While the looting and killing go on, there have been voices calling for UN intervention, as though the UN were not already there, serving as an instrument for armed military intervention by imperialist powers--as though the UN were not already overseeing the plunder and killing.
"The private sector is the engine for growth in Africa, Tony Blair declared on the eve of the Gleneagles G8 meeting. George Bush called "fostering vigorous private sector engagement" the key to Africa's future. Too many relief and humanitarian non-governmental organizations have gone along with this, insisting that "poor" countries such as Congo need "business investment" to provide jobs and help bring about development. It is true that mining minerals, pumping oil and other exploitation of raw materials is "legitimate" business. But as can be seen in Congo, legitimate business is the problem, not the solution. In an imperialist system where the whole world is dominated by a handful of monopoly capitalist countries and their companies, the normal workings of business mean robbing the people of their birthright, their livelihood, and their lives.

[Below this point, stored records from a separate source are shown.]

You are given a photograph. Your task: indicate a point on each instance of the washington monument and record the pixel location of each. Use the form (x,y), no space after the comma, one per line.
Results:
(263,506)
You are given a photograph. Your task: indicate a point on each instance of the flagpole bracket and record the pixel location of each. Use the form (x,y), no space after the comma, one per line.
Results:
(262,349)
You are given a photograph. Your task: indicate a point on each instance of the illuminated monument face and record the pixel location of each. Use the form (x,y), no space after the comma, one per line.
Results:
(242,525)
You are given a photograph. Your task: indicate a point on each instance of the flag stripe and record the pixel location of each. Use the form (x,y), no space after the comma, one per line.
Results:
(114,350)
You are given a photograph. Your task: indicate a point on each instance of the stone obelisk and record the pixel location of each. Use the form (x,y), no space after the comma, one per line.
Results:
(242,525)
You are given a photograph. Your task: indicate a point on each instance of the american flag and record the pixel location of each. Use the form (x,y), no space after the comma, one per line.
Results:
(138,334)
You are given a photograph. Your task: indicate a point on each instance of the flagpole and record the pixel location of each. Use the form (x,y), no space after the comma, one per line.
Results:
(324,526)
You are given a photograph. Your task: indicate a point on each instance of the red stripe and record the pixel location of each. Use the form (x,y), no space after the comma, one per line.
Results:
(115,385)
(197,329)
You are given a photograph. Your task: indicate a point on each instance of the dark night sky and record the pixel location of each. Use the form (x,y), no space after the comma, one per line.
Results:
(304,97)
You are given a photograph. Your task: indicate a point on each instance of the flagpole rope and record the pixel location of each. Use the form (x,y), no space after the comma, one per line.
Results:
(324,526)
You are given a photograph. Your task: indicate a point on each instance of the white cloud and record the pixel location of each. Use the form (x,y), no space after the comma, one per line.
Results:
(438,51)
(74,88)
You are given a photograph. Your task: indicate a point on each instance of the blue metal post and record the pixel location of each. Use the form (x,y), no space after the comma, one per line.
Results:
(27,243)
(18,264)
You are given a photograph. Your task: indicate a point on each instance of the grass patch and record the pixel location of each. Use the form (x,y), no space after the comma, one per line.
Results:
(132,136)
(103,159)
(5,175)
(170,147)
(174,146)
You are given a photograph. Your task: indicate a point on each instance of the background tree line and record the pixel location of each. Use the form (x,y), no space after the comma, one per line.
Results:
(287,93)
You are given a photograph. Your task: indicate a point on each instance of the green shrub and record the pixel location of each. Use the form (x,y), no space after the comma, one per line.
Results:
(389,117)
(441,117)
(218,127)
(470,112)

The Congolese people do not and cannot consume gold, diamonds, copper, or coltan. These items mostly end up in the banks, stockpiles, and factories of imperialist countries, enriching the already fabulously wealthy. Neither does Congo manufacture modern weapons, yet the country is awash with guns and ammunitions. Billions of dollars leave the country--and leave behind hundreds of thousands of dead bodies--every year. This, today, is the price of imperialist domination. As long as imperialist powers lord it over poor nations and peoples, their multinational corporations will continue to make a killing.